A possibly better model [43] of the communication cost in the migration process, as opposed to (12), is the maximum cost of load migration over all processors, that is

$${\rm cost}={\rm max}_{i\in E}\ (t_0+\alpha \ \vert x_i\vert).$$

Here $t_0$ is the communication latency and $\alpha$ is the subsequent cost of communication per word. The flow calculation problem then becomes

$$\begin{eqnarray*} && {\rm Minimise\ \ }\left \{ {\rm max}_{i\in E}\ (t_0+\alpha \ \vert x_i\vert)\right \}\ ,\cr &&{\rm subject\ to\ }\quad Ax=b, \end{eqnarray*}$$

which is equivalent to

$${\rm Minimise\ \ } \quad c,\cr {\rm subject\ to\ }\quad Ax=b,\ c\ge (t_0+\alpha \ \vert x_i\vert),\ i\in E.$$ (15)

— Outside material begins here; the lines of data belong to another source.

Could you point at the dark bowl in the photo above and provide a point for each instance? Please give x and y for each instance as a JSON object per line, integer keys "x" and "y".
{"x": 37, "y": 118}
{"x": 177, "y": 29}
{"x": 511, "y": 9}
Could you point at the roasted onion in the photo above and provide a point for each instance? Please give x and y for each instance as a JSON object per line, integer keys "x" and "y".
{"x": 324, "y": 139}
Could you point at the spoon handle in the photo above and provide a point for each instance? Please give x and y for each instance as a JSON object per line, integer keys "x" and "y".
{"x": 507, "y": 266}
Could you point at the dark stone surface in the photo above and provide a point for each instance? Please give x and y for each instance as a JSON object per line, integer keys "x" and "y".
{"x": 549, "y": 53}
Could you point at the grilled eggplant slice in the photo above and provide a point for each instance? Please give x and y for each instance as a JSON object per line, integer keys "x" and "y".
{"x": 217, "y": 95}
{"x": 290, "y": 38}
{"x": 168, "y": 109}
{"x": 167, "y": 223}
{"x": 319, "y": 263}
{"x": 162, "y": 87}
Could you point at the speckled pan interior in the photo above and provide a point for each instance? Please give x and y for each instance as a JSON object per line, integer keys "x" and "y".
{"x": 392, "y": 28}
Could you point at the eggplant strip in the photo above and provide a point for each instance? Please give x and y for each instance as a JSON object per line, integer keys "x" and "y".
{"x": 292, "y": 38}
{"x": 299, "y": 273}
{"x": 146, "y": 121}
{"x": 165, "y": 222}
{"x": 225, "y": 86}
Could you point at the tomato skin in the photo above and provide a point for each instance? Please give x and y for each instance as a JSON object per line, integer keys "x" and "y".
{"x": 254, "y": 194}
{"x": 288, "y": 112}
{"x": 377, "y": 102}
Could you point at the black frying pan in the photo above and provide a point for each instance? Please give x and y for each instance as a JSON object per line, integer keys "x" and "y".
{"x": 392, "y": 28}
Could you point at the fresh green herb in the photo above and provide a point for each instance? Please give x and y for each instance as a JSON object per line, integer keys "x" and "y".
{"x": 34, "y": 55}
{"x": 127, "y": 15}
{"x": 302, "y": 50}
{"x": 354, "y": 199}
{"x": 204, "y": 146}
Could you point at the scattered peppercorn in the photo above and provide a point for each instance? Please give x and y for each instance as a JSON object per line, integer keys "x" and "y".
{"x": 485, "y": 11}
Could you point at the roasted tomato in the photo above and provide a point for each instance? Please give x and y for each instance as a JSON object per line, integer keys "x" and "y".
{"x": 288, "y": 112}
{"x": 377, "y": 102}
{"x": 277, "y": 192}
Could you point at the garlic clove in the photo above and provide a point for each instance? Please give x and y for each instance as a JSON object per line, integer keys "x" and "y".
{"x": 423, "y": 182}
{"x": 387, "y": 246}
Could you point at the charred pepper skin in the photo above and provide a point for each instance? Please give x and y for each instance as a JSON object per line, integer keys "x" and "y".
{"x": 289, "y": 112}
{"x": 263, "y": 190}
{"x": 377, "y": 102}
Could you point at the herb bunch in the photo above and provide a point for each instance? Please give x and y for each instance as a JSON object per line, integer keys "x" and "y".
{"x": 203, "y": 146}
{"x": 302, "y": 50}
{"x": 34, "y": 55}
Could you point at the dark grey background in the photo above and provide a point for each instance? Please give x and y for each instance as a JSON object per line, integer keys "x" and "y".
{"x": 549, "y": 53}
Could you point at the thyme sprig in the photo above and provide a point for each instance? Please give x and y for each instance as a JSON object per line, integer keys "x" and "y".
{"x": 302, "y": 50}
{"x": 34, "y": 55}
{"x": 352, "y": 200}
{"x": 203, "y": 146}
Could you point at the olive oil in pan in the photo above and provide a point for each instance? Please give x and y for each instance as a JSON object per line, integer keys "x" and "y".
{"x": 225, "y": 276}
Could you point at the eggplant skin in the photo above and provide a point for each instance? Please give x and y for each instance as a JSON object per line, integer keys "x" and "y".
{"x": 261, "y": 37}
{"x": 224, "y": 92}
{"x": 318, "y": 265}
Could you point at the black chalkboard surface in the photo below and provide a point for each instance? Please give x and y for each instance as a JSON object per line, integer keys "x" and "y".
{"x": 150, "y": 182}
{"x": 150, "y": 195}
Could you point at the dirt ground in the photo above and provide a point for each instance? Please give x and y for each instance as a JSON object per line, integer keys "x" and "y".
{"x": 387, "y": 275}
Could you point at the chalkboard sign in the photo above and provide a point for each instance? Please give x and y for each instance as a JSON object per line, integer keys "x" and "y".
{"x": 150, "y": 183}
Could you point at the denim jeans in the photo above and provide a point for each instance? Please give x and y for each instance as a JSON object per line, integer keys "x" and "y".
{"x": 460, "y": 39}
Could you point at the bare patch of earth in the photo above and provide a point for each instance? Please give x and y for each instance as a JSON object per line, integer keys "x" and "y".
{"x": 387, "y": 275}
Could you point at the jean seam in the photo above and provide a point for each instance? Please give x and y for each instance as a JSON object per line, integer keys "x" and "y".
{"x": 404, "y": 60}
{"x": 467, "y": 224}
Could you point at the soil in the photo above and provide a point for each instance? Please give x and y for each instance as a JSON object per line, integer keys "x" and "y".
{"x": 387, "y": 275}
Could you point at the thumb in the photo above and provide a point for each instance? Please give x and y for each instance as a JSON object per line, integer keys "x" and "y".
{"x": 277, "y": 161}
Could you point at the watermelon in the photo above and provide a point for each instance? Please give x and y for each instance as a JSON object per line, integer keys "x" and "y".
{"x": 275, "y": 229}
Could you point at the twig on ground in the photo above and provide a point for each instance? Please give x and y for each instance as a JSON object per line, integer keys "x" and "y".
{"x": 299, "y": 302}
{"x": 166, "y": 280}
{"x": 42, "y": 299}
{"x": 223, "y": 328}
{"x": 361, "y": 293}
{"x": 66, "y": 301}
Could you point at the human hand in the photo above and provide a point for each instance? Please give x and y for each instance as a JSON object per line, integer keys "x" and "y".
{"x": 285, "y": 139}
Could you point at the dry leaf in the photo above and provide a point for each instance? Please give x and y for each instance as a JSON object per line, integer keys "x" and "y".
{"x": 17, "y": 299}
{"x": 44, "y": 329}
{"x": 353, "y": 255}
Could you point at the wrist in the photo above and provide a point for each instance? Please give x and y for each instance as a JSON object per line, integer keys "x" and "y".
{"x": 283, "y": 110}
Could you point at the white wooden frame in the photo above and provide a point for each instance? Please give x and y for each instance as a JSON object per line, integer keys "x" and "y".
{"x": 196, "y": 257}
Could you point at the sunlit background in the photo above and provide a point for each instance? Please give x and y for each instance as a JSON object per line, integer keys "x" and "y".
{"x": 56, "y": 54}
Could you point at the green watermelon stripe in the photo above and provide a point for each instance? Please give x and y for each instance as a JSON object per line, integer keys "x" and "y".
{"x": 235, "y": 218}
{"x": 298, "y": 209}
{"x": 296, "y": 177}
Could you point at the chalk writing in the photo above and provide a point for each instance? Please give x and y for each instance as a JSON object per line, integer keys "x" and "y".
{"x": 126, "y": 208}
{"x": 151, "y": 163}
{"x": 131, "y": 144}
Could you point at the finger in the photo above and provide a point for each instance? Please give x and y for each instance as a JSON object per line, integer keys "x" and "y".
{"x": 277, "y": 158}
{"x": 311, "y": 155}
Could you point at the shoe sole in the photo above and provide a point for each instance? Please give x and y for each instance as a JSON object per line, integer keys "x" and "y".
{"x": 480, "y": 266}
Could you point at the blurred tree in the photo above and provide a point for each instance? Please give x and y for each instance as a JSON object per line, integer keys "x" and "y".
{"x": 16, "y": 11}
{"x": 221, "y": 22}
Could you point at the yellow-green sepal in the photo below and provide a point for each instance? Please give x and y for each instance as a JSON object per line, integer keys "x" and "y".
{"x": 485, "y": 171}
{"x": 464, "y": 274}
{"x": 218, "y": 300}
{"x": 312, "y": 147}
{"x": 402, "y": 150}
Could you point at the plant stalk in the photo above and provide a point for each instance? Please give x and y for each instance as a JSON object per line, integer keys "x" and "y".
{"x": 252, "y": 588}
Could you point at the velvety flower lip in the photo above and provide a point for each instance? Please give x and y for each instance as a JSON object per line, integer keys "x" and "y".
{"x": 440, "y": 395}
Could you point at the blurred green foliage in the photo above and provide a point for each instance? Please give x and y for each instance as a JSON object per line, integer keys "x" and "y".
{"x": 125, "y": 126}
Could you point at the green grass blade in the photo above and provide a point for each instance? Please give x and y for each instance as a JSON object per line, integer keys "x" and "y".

However it is not clear that an efficient parallel algorithm exists for such a linear programming problem.

Similar linear programming based flow calculation were proposed in [67], where the problem

$$\begin{eqnarray*} && {\rm Minimise\ \ } \sum_{i\leftrightarrow j} \delta_{ij} \... ...elta_{ij} \le \alpha_{ij},\quad i,j\in V;\ i\leftrightarrow j\\ \end{eqnarray*}$$

was solved. Here $\alpha_{ij}$ is the number of vertices on subdomain $i$ that may be moved to subdomain $j$, using a node selection strategy based on layering (see the next section). This linear programming problem was solved using the simplex method to give the flow. The problem has $2\vert E\vert$ variables and $\vert V\vert+\vert E\vert$ constraints. A multilevel approach was used to group subdomains into super-partitions, thereby breaking the linear programming problem into smaller ones to be solved by subsets of processors. This reduced the overall complexity of solving the linear programming problem.